Validating Brain Tumor Reporting and Data System (BT-RADS) as a Diagnostic Tool for Glioma Follow-Up after Surgery

Affiliations

Validating Brain Tumor Reporting and Data System (BT-RADS) as a Diagnostic Tool for Glioma Follow-Up after Surgery

Yassir Edrees Almalki et al. Biomedicines. .

Abstract

Gliomas are a type of brain tumor that requires accurate monitoring for progression following surgery. The Brain Tumor Reporting and Data System (BT-RADS) has emerged as a potential tool for improving diagnostic accuracy and reducing the need for repeated operations. This prospective multicenter study aimed to evaluate the diagnostic accuracy and reliability of BT-RADS in predicting tumor progression (TP) in postoperative glioma patients and evaluate its acceptance in clinical practice. The study enrolled patients with a history of partial or complete resection of high-grade glioma. All patients underwent two consecutive follow-up brain MRI examinations. Five neuroradiologists independently evaluated the MRI examinations using the BT-RADS. The diagnostic accuracy of the BT-RADS for predicting TP was calculated using histopathology after reoperation and clinical and imaging follow-up as reference standards.
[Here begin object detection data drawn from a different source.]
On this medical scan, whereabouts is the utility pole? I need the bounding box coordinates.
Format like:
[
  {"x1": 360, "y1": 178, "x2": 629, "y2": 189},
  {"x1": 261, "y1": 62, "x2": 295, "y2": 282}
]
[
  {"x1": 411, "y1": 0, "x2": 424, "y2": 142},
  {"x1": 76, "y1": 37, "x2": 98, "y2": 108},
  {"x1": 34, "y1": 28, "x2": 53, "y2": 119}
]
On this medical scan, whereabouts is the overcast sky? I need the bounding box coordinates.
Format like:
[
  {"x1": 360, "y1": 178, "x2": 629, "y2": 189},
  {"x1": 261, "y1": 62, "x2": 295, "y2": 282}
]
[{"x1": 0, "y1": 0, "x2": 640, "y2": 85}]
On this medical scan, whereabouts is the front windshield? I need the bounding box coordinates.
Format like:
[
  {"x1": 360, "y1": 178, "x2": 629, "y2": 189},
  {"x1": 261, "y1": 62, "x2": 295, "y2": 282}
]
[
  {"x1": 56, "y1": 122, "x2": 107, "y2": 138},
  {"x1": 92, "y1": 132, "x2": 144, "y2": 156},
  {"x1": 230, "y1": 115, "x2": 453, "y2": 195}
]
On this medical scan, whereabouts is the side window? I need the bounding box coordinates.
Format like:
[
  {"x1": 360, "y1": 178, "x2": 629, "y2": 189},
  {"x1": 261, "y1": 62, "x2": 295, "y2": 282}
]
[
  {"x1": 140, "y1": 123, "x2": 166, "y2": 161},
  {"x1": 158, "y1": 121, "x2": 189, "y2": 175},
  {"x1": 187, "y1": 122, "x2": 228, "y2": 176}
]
Reliability based on inter-reader agreement (IRA) was assessed using kappa statistics. Reader acceptance was evaluated using a short survey. The final analysis included 73 patients (male, 67.1%; female, 32.9%; mean age, 43.2 ± 12.9 years; age range, 31-67 years); 47.9% showed TP, and 52.1% showed no TP. According to readers, TP was observed in 25-41.7% of BT-3a, 61.5-88.9% of BT-3b, 75-90.9% of BT-3c, and 91.7-100% of BT-RADS-4. Considering >BT-RADS-3a as a cutoff value for TP, the sensitivity, specificity, and accuracy of the BT-RADS were 68.6-85.7%, 84.2-92.1%, and 78.1-86.3%, respectively, according to the reader. The overall IRA was good (κ = 0.75) for the final BT-RADS classification and very good for detecting new lesions (κ = 0.89). The readers completely agreed with the statement "the application of the BT-RADS should be encouraged" (score = 25). The BT-RADS has good diagnostic accuracy and reliability for predicting TP in postoperative glioma patients. However, BT-RADS 3 needs further improvements to increase its diagnostic accuracy.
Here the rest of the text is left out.